Na linguagem da psicanálise, a travessia remete ao enfrentamento das nossas faltas, das nossas angústias e das nossas fantasias mais profundas. É um percurso de desconstrução e reconstrução, que nos desafia a sair de uma posição fixa — frequentemente confortável, mas paralisante — em direção a algo desconhecido, mas genuinamente nosso. A travessia não é só movimento físico ou externo; é uma jornada interna, um desejo de transformar o que está cristalizado em algo vivo e pulsante.
Freud já nos alertava sobre o caráter pulsional do desejo, essa força que nos move, nos incomoda e nos leva a buscar algo além. Mas o desejo de travessia não é apenas um desejo de buscar o outro ou um objeto perdido; é um desejo de atravessar a própria condição humana, marcada pela incompletude. É reconhecer que, para viver, precisamos lidar com a falta, com o vazio, com o incômodo de não sermos inteiros.
Lacan diria que o desejo nunca é algo que se satisfaz completamente; ele é sempre o desejo de "algo mais". E a travessia exige coragem para encarar o "a mais" do desejo, esse resto que não pode ser simbolizado ou preenchido. Em sua teoria, Lacan nos apresenta o conceito do matema do fantasma ($ ◇ a), onde o sujeito se coloca em relação a seu objeto de desejo (o objeto a) por meio de uma fantasia que organiza e sustenta sua existência. A travessia do fantasma, como propõe Lacan, é o momento em que o sujeito confronta essa estrutura fantasmática que o amarra, que lhe dá uma falsa segurança, mas que também o aprisiona.

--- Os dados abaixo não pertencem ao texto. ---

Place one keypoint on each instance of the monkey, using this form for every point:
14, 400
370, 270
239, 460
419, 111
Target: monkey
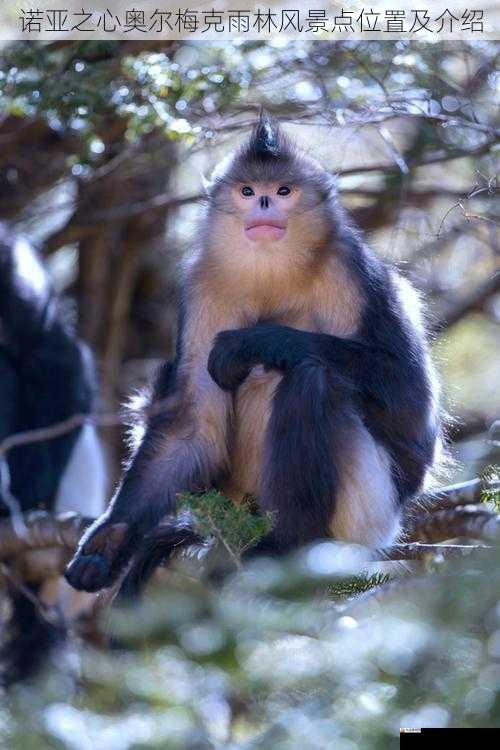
302, 374
46, 375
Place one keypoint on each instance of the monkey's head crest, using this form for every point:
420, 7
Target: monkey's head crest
267, 141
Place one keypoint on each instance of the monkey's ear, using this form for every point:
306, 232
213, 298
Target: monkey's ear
267, 140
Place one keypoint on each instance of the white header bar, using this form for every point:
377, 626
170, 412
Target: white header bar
219, 20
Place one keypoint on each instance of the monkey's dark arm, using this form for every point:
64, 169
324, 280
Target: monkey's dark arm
388, 379
282, 348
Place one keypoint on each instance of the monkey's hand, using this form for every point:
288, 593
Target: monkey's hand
274, 346
230, 360
103, 551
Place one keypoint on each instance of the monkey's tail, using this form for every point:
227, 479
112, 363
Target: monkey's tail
170, 538
28, 640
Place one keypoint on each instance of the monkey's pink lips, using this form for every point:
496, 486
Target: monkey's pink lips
265, 231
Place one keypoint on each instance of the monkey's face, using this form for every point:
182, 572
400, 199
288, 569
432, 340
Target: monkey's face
265, 209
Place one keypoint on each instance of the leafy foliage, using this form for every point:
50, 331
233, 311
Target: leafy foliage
235, 526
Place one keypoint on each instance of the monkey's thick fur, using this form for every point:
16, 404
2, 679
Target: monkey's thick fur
302, 374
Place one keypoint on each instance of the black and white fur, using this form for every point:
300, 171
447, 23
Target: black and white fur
46, 376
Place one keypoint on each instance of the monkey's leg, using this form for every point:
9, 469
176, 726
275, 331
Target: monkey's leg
322, 471
181, 453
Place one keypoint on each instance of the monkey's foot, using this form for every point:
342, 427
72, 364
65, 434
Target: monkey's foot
99, 559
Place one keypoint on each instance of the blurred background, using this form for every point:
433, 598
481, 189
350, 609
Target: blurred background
103, 148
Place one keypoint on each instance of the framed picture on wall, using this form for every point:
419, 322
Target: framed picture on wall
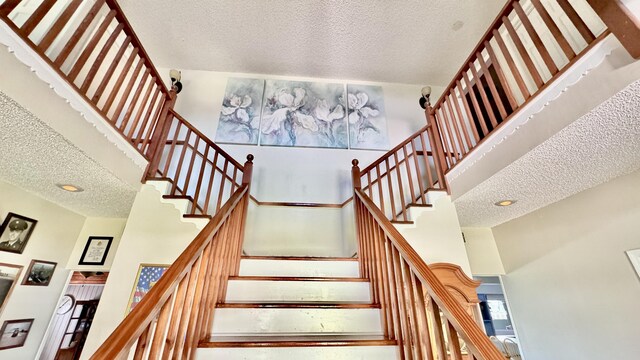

A travessia do fantasma não implica destruir ou eliminar o desejo, mas deslocá-lo, desidentificando-se da fantasia que organiza seu modo de se relacionar com o mundo e consigo mesmo. É nesse movimento que o sujeito se liberta da ilusão de completude oferecida pelo fantasma e se abre para o real — esse lugar que Lacan define como aquilo que escapa à simbolização, aquilo que nunca cessa de não se inscrever.
A travessia, então, não é encontrar respostas definitivas ou "resolver" a falta, mas sustentar-se na angústia e nas incertezas que ela traz. É no espaço entre a demanda (aquilo que queremos do outro) e o desejo (aquilo que realmente nos move) que a travessia se desenha. Muitas vezes, ficamos presos na repetição, nas mesmas escolhas, nos mesmos caminhos, porque é mais seguro permanecer no conhecido do que arriscar-se no novo. Mas o desejo de travessia nos convida a romper com essa lógica, a questionar o "por que continuo aqui?" ou "o que espero encontrar repetindo o mesmo roteiro?".
A travessia implica perda. Implica abrir mão de identificações antigas, de certezas confortáveis, de lugares onde nos protegemos do que nos dói. É preciso perder para encontrar. Winnicott, ao falar sobre o processo de amadurecimento, aponta que só nos tornamos verdadeiramente criativos e autênticos quando conseguimos suportar a perda da onipotência, a frustração e a realidade do outro como diferente de nós. E isso, inevitavelmente, faz parte da travessia.
No fim das contas, o desejo de travessia é o desejo de ser sujeito, de se responsabilizar pela própria história. Não se trata de saber exatamente onde vamos chegar, mas de não aceitar permanecer onde estamos quando o que pulsa dentro de nós pede movimento. A travessia é o ato mais radical de criação de si mesmo, um percurso em que aprendemos a viver com a falta e, ainda assim, a encontrar sentido nela.
Então, eu pergunto: você tem desejo de travessia?